“On April 1, 2024, California raised its minimum wage from $16 to $20 per hour for fast-food workers employed at chains with more than 60 locations nationwide…Our median estimate suggests that California lost about 18,000 jobs that could have been retained if AB 1228 had not been passed,” explains a National Bureau of Economic Research working paper by Professor Jeffrey Clemens, Olivia Edwards, and Professor Jonathan Meer.
California is a high-living-cost state where businesses already had to pay relatively high wages to even low-level and unskilled employees to keep their positions filled (living costs are high in major California cities like San Francisco, San Jose, and Los Angeles). So when California raises minimum wages to a high level, the wage increase is less, and the resulting job loss is less, than it would be in another state, where wages for low-level or unskilled employees were lower to begin with.

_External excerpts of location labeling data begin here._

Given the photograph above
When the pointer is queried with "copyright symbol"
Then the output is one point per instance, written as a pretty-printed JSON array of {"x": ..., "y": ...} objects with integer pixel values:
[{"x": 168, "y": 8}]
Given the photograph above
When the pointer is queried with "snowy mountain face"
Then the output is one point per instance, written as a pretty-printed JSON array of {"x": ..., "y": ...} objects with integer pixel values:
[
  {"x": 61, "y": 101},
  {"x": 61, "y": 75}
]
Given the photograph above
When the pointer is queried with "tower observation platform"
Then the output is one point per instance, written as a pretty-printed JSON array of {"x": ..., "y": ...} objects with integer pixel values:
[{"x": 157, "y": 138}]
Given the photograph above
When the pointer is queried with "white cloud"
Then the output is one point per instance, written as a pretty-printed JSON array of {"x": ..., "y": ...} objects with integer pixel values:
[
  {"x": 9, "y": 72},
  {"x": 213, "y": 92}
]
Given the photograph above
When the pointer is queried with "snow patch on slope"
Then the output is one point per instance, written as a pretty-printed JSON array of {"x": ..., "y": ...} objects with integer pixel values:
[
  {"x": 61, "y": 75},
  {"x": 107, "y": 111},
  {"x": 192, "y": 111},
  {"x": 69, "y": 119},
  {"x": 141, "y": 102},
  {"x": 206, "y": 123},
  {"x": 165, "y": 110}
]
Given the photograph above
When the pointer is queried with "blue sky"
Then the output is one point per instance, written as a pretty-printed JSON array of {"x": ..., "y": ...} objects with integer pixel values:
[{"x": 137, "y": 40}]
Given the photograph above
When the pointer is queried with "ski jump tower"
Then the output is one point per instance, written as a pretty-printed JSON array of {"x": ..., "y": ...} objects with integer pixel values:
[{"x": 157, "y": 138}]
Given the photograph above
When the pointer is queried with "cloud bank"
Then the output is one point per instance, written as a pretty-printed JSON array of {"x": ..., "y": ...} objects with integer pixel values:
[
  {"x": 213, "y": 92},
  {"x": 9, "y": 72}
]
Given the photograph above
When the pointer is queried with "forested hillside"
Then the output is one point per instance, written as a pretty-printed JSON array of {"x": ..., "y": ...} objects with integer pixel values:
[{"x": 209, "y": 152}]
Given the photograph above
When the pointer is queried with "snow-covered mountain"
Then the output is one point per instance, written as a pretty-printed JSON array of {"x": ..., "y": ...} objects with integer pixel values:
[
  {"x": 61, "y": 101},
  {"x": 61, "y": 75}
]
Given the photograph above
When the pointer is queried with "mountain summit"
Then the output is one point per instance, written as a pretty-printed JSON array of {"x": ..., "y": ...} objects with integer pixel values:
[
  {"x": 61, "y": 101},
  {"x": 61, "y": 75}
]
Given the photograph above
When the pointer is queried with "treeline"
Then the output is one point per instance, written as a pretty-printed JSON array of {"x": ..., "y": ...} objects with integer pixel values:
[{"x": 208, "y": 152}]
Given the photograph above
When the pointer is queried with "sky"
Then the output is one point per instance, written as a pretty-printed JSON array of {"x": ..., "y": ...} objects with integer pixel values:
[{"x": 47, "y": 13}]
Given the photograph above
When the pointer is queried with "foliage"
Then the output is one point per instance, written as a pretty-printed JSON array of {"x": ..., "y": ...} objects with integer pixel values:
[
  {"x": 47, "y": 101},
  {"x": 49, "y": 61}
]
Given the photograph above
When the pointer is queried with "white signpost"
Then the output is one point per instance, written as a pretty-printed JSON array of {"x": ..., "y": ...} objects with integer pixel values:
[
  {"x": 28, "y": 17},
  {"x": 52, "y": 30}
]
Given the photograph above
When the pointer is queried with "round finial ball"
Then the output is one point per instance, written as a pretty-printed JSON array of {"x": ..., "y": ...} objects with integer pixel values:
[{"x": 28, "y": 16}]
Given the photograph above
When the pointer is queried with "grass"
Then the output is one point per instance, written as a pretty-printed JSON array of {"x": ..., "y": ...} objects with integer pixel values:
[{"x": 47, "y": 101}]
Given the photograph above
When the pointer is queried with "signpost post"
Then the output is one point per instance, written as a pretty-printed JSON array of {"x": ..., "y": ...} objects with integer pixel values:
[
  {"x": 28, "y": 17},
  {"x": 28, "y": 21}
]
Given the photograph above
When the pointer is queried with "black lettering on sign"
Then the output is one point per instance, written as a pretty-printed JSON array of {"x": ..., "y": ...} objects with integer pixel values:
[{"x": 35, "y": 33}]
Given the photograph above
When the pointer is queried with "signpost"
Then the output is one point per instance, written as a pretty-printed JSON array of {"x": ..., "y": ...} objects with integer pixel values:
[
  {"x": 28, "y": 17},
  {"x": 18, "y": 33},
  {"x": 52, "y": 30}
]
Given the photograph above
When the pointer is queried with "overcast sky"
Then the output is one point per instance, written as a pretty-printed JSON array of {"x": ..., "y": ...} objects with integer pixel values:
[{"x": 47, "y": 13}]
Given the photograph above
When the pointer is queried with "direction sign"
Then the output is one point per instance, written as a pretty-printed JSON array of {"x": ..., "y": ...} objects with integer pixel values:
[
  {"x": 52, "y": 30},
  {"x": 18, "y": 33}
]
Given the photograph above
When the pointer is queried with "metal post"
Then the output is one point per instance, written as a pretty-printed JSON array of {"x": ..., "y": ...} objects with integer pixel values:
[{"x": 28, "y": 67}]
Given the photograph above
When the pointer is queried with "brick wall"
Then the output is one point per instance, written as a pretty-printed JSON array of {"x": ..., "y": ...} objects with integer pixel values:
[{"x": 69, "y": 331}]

But this study shows that even in California, if you raise minimum wages high enough, you get significant job losses.
The study’s authors note that “employment in California’s fast-food sector declined by 2.7 percent between September 2023 and September 2024 relative to fast-food employment elsewhere in the United States.” In addition, they point out that, prior to the passage of the state law increasing the minimum wage for fast-food workers, fast-food employment had been rising faster in California than in other states. Factoring that in, they estimated the job loss due to the minimum wage hike at 3.6 percent of California fast-food jobs — amounting to 18,000 lost jobs.
As Reason Magazine notes, other studies have found similar job losses over the same period:
In September, the Employment Policies Institute (EPI) drew on U.S. Bureau of Labor Statistics data to estimate “15,988 fast food jobs lost since the law went into effect in April 2024.” The group added, “California’s fast food job loss rate (-3.3% of jobs lost) more than doubled the losses in fast food restaurants nationally (-1.6% of jobs lost) since September 2023.”
That EPI memo built on a November 2024 study that found “more than 4,400 California fast food jobs have been lost since January,” based on federal data. That study also found “10.1 percent menu price increases by April 2024 since the law’s passage in 2023.”
Another study found that the fast-food industry lost 10,700 jobs between June 2023 and June 2024, at a time when it might otherwise have gained more than 12,000 jobs, suggesting a total job loss of over 20,000 jobs due to the minimum wage hike. A paper this February from Berkeley Research Group found the fast-food sector “lost 10,700 jobs (-1.9%) between June 2023 and June 2024.” The researchers added, “this decline sharply contrasts with the sector’s historically compounded annual growth rate of 2.5%” — which would have led to an increase of more than 12,000 jobs — “and marks the only December year-over-year decline in fast food employment this century–excluding the Great Recession (2009) and the COVID-19 pandemic (2020).” That report also found that “menu prices at California’s fast food restaurants increased by 14.5% between September 2023 (the month AB 1228 was signed into law) and October 2024, nearly double the national average (8.2%).”
Minimum wage hikes also harmed university research and the life sciences industry, according to recent research. Economics professor Tyler Cowen discusses “new negative results” uncovered about “minimum wage hikes.” High state minimum wage laws shrink the pipeline of people going into the life sciences industry, cut the number of students working in research labs where life-saving research is conducted, and reduce the amount of lab experience students acquire even when they do find work in a lab. These results were found in a recent study by Professor Ina Ganguli of the University of Massachusetts and Boston University Professor Raviv Murciano-Goroff.